„Für einen doch schmerzlichen Takt ineinander“
Schöne tiefe Abgründe liegen zwischen den Zeilen von Nancy Hüngers neuem Lyrikband. In acht unterschiedlichsten Kapiteln schickt sie ihre Leser*innen beispielsweise durch „Liederliche Lieben“, lässt sie „Rupfen in fremden Gärten“ und erzählt „Aus der Werkstatt betretenen Schweigens“. Wie im Titel schon angedeutet, dreht sich in der Tat in diesem Buch vieles um Musik, Rhythmus und Klang. Musikalität scheint in Hüngers Schreiben notwendig, auch in den Kapiteln, die nicht ausschließlich diesem Thema gewidmet sind. Der Rhythmus der Sprache sucht sich seinen Weg zwischen Worten, Zeilen, Versen. So entsteht eine Verbindung, ja, eine Verschmelzung, ein Gesang.
„ ...Wir hören mit den Lakenohren, leicht
verklebt, die Häuser rufen, Welpen schreien mit Kinder-
stimmen oder welpenhafte Kinder, die aus Fenstern trieften,
Welpen warfen, zu den kreischenden Hornissen ....“
Aber auch der zweite Teil aus der Titelzeile ist gewichtig und legt sich fast durchgängig auf jedes Kapitel: der Abschied, die Einsamkeit. Überhaupt scheint mir Unberührbarkeit ein Merkmal von Hüngers Spracharbeit: Was eben noch auf der Zunge zergeht, ist im nächsten Moment schon wieder gefroren. Ein ständiges oft unruhiges Hin und Her zwischen Zweisamkeit und dem Erlebnis Einsamkeit zeigt sich und macht sich breit. Ein Kampf tobt zwischen diesen Aggregatzuständen – welcher ist leichter aushaltbar?

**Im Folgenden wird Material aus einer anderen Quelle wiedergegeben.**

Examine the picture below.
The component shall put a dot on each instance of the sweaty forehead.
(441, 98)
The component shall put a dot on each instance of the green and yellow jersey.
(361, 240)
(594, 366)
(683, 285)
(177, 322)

„ ... üb dich mein Bürschlein im GEH ODER BLEIB
aber üb dich am Alphabet sind manche schon verzweifelt
zwei Finger kurz vor knapp daneben wie auch immer ...“
Nancy Hünger macht es ihren Leser*innen nicht immer leicht. Mit einmal lesen ist es nicht getan. Auch mit zweimal nicht. Ihre Lyrik beansprucht äußerste Konzentration und starke Zuwendung. Das Schöne: Je öfter man liest, desto mehr lassen sich die Gedichte durchdringen, sie öffnen sich. Hünger spielt ihr lyrisches Ich und oft das lyrische Wir gegen alles aus. Ich und Wir treten niemals zurück in den Versen, sie sind in großer Dichte präsent, stehen im Vordergrund: das Orchester stimmt sich ein. Dahinter die Bühne der Worte, die Schauspieler: bis sie ihren Platz einnehmen, passend ankommen im Kopf der Leser*innen, darf Zeit vergehen.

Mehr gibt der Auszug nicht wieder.